Das Seminar in Schwerte bildete auch erst den Auftakt für eine Reihe von Veranstaltungen, die für die kommenden Jahre geplant sind. Zwar gibt es schon sehr lange einen christlich-jüdischen Dialog in der Evangelischen Akademie, aber dort war in der Regel ein einziger Jude zu Gast bei den Protestanten. Das war in Villigst nicht mehr so und wird auch bei den kommenden Veranstaltungen anders sein: Juden und Christen werden künftig gemeinsam miteinander diskutieren.
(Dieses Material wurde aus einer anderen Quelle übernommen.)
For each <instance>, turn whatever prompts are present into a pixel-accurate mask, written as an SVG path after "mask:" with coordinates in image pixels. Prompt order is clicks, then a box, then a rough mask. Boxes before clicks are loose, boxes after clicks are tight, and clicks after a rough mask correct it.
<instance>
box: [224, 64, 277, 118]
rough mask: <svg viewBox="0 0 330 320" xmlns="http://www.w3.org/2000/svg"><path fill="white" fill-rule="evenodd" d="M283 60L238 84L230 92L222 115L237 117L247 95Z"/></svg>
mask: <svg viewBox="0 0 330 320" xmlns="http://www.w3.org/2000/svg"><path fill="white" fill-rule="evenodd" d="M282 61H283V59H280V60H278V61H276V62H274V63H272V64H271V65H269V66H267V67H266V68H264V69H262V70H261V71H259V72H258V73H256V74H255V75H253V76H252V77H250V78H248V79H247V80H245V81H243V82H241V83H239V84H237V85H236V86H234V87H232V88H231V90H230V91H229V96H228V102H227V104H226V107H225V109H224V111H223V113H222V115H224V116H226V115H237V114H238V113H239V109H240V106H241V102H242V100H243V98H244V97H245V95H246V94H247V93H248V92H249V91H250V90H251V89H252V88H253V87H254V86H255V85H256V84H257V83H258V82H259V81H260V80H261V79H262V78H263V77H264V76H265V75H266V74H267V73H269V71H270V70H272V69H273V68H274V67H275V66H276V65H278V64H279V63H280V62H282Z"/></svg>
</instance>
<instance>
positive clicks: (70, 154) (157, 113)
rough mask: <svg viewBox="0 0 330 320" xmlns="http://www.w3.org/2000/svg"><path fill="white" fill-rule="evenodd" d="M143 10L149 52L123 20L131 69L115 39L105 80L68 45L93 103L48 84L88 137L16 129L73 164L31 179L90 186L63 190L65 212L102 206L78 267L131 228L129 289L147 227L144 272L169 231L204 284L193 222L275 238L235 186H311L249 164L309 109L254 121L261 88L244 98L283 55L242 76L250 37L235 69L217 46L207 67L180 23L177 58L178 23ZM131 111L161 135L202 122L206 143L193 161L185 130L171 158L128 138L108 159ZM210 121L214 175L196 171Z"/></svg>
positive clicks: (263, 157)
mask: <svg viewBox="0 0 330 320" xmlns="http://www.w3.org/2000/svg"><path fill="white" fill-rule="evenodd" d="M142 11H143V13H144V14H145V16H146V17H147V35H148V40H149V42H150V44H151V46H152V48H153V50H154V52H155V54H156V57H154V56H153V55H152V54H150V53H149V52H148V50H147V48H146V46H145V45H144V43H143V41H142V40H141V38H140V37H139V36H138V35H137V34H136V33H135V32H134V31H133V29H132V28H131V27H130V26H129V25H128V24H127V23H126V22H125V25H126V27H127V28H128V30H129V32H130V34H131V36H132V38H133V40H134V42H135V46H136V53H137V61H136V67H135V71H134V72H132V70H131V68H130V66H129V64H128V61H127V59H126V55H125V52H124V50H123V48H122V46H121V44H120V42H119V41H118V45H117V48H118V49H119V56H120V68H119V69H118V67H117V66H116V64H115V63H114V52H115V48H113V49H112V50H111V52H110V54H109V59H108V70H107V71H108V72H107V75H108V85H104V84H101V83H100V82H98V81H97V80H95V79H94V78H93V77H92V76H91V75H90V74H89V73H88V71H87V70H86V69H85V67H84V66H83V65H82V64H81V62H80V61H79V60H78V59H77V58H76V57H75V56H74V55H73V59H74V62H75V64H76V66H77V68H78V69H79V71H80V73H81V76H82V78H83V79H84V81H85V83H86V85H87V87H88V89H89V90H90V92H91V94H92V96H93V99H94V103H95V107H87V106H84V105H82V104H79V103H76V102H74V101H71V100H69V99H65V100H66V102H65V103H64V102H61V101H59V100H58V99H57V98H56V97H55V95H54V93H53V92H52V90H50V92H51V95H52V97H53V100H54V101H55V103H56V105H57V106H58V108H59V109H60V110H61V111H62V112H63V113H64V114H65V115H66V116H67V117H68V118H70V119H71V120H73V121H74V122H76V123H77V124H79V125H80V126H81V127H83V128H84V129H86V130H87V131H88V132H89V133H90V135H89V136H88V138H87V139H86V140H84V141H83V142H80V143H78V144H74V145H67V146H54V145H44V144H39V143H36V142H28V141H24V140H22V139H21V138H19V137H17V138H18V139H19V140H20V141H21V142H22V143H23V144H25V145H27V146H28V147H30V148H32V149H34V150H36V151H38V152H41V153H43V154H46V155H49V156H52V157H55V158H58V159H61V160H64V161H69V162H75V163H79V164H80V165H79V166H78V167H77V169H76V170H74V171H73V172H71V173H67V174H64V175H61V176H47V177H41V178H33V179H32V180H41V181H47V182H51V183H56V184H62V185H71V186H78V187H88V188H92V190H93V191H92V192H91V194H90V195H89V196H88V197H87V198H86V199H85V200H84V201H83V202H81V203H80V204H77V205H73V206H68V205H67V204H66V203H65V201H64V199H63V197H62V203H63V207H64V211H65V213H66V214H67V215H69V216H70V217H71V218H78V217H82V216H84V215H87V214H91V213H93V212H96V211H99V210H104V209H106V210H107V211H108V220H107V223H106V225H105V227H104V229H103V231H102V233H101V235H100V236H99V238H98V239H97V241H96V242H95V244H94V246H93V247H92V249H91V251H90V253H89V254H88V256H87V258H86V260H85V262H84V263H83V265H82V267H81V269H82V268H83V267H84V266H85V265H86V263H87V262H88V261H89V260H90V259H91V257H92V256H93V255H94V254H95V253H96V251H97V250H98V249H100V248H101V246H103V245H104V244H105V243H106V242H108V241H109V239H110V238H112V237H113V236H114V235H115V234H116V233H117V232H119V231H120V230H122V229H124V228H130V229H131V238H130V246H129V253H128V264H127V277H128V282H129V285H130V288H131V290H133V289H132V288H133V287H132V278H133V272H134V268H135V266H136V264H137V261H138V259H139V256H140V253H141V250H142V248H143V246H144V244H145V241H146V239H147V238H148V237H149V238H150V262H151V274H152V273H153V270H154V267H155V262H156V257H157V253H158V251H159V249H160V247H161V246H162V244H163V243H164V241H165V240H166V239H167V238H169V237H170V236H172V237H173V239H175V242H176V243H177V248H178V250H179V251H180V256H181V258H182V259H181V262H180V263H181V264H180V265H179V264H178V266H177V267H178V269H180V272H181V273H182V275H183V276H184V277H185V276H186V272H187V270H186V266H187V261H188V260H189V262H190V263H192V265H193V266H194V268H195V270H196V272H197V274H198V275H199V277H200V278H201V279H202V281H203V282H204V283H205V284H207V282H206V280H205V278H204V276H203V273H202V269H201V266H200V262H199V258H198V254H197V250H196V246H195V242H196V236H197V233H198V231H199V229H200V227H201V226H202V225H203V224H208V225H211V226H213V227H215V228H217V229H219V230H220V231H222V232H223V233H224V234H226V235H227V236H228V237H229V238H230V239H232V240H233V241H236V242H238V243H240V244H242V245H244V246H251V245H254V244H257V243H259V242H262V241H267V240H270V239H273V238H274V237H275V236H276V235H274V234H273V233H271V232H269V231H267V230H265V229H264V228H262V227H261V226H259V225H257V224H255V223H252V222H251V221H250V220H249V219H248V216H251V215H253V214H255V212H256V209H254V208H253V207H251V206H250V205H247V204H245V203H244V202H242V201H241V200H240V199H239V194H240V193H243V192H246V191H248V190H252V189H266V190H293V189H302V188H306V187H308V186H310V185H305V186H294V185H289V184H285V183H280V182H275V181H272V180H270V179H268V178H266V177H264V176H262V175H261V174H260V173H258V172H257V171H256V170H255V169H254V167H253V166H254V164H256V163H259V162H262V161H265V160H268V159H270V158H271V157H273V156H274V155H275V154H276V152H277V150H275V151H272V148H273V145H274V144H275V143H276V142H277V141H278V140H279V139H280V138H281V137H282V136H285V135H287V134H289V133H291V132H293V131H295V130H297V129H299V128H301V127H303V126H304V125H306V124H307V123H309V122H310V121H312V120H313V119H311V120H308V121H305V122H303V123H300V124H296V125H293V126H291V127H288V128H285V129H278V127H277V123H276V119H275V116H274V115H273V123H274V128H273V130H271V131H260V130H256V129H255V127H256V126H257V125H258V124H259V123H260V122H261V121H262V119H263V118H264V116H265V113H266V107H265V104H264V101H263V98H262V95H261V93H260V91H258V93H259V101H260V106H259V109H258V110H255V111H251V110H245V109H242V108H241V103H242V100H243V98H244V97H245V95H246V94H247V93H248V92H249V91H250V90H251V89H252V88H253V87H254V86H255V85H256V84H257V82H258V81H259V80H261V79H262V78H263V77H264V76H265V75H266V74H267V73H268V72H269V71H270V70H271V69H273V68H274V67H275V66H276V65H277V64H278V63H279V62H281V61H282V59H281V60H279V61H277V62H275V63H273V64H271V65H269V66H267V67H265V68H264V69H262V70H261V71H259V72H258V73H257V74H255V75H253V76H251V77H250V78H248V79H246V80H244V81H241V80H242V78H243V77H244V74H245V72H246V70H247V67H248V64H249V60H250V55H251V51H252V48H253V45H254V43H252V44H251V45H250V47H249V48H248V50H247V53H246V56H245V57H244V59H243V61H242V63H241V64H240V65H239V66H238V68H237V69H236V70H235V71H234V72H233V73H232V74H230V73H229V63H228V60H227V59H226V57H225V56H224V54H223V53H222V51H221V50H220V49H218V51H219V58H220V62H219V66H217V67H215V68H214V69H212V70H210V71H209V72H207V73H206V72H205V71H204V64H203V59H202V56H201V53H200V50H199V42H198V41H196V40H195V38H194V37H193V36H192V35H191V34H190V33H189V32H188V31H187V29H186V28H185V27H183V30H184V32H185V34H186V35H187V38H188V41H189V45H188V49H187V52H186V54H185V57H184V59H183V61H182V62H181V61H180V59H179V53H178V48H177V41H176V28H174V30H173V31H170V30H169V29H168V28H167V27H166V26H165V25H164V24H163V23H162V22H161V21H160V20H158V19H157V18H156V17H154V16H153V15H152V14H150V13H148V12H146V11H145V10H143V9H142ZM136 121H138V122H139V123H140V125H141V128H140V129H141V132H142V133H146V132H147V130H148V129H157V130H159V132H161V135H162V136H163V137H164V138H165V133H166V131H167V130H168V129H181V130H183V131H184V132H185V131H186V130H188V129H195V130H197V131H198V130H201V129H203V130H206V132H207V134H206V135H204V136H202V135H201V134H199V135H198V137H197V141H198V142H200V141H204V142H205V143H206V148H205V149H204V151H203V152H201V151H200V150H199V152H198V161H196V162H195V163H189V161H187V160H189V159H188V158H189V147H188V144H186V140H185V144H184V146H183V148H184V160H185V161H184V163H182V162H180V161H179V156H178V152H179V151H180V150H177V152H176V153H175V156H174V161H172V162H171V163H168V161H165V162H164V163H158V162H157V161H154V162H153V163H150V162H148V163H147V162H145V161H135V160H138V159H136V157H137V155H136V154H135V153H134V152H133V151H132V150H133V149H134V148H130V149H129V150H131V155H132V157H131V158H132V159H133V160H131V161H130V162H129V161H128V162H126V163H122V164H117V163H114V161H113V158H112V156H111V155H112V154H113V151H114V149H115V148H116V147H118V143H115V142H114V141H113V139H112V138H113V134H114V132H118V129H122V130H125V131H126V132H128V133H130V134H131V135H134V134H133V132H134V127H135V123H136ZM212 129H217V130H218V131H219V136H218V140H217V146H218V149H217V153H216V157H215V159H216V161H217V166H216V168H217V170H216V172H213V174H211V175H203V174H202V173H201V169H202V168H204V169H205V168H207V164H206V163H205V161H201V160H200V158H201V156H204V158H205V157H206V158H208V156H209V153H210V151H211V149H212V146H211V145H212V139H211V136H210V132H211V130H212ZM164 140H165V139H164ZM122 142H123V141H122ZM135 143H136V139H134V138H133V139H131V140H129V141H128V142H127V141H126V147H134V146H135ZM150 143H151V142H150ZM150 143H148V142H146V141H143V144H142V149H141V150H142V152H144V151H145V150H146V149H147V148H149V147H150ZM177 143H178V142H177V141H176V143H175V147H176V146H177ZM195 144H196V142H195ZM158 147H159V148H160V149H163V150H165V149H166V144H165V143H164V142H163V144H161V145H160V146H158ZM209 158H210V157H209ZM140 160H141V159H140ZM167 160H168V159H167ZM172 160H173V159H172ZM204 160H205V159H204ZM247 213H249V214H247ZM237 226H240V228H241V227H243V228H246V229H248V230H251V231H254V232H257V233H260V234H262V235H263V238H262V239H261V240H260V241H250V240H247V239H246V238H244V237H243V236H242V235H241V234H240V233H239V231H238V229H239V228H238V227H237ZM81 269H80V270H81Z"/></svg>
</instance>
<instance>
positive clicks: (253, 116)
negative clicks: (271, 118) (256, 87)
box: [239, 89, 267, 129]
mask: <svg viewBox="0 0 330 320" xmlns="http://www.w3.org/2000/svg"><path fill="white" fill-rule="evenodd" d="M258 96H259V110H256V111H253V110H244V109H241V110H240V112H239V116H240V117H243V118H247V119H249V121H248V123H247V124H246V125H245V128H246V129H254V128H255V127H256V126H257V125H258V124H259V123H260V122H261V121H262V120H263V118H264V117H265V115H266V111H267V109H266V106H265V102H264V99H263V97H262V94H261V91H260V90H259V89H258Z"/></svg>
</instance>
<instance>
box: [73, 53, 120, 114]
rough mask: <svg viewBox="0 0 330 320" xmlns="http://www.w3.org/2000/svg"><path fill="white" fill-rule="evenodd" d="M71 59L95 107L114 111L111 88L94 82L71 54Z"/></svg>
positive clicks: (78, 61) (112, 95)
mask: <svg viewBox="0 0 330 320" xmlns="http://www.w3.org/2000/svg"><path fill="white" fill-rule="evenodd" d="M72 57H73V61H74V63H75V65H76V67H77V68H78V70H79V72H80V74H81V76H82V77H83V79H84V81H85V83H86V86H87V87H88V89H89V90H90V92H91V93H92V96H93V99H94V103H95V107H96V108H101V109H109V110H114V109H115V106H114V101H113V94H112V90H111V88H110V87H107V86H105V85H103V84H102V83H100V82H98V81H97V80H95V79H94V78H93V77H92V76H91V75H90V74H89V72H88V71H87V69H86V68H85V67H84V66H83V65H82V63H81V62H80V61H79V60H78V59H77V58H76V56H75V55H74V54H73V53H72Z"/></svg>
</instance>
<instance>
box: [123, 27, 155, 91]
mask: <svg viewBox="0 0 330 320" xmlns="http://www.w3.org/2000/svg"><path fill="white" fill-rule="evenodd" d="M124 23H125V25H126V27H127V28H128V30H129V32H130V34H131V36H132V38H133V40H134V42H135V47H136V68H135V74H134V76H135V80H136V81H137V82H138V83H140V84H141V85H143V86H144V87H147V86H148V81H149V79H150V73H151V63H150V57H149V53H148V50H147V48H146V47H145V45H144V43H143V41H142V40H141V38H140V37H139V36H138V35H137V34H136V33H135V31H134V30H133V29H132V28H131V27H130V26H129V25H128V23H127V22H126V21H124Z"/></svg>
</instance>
Nicht nur Theologen sollen daran teilnehmen, sondern auch interessierte Laien beider Religionen. Ort und Datum für die Folgeveranstaltung stehen auch schon fest, das zweite jüdisch-christliche Lehrhaus wird am 31. Oktober kommenden Jahres in der Bildungs- und Freizeitstätte der Zentralwohlfahrtsstelle der Juden in Deutschland, dem »Max-Willner-Heim« in Bad Sobernheim, stattfinden.